魔力についておおよその知識は得られたが、詳細な部分はすっぽり抜けている。
「まぁいいや。今日はシグニールで休むとして、明日からの計画を立てようぜ」
「さんせーい! お金はたくさんあるしぃ! 王都中の酒場をコンプリートしなくちゃ!」
「四聖剣はどうした!?」
こいつ、たぶん俺たちの中で一番酒好きだわ……! 見た目的には一番幼いのに……!
『方針はお前たちに任せる。わたしはしばらく素材の解析を進めているから、なにかあったら呼んでくれ』
そう言うと腕輪の光が暗くなる。実際にいなくなったわけではないから、声をかければどこからでも反応するだろうけど。
「では今後の方針を決めましょうか」
いつになくアハトもやる気に満ちている。ちょっと前までは自室に引きこもりたがっていたのに……!
「主な方針は2つになると思います」
「……2つ?」
「1つ目。王都に滞在し、四聖剣などの情報を集める。2つ目。魔獣大陸を目指す」
そうだ……そもそも俺もアハトも、冒険者として名を馳せたいんだった……!
金や食い物の心配がない以上、どうしても楽しいと思えることに集中したいものだ。
レグザさんから聞いた感じだと、冒険者は想像していたものとはすこしちがいそうだけど。だがそれはそれとして、魔獣のはびこる大陸で冒険するというのも心躍る。
「はいはーい! 確認させてー!」
「なんだ?」
「転移装置って、あと1個だよね? 増やせないの?」
リュインの疑問に対し、腕輪からではなく艦内スピーカーからリリアベルが答える。
『増やせるぞ。ただし時間がかかる。今しばらくは残り1個のままだ』
「ふんふん、なるほど……。それじゃやっぱり、魔獣大陸に行きましょう!」
そう言うとリュインは天井に指を向ける。なにを指しているんだ……。
「なぜです?」
「魔獣大陸は、各地の大陸との玄関口になっている港があるのよ。そこを起点にすれば……」
「大陸各地……いろんな国にアクセスしやすくなる、か」
この星にどれくらいの国があって、各国がどういう関係にあるのかはまったくわからないが。魔獣大陸に行けば、そこからいろんな国へ行けるかもしれない……か。

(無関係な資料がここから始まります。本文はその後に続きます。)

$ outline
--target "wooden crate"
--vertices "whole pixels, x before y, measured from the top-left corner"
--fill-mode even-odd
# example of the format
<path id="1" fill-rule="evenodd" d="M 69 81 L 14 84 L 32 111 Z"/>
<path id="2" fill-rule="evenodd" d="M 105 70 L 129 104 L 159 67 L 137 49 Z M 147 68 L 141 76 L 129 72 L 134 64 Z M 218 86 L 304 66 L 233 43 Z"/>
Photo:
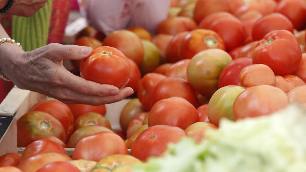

そう考えると、一度魔獣大陸に渡って転移装置を設置するのは有りかもしれないな。
うまくいけばシグニールを拠点にして、森の外と王都、魔獣大陸へ移動できるというわけだ。
「ならそれで行こう。魔獣大陸を目指しつつ、四聖剣の情報も集めるということで」
「いいでしょう。それで……リュイン。魔獣大陸へはどうやって行くのです?」
「え? 知らないわよ? 行ったことないもの」
つかえねぇ……! ま、まぁいい。それこそギルンに聞けばすむ話だ。
そんなわけで俺たちはこの日、シグニールでぐっすりと休んだのだった。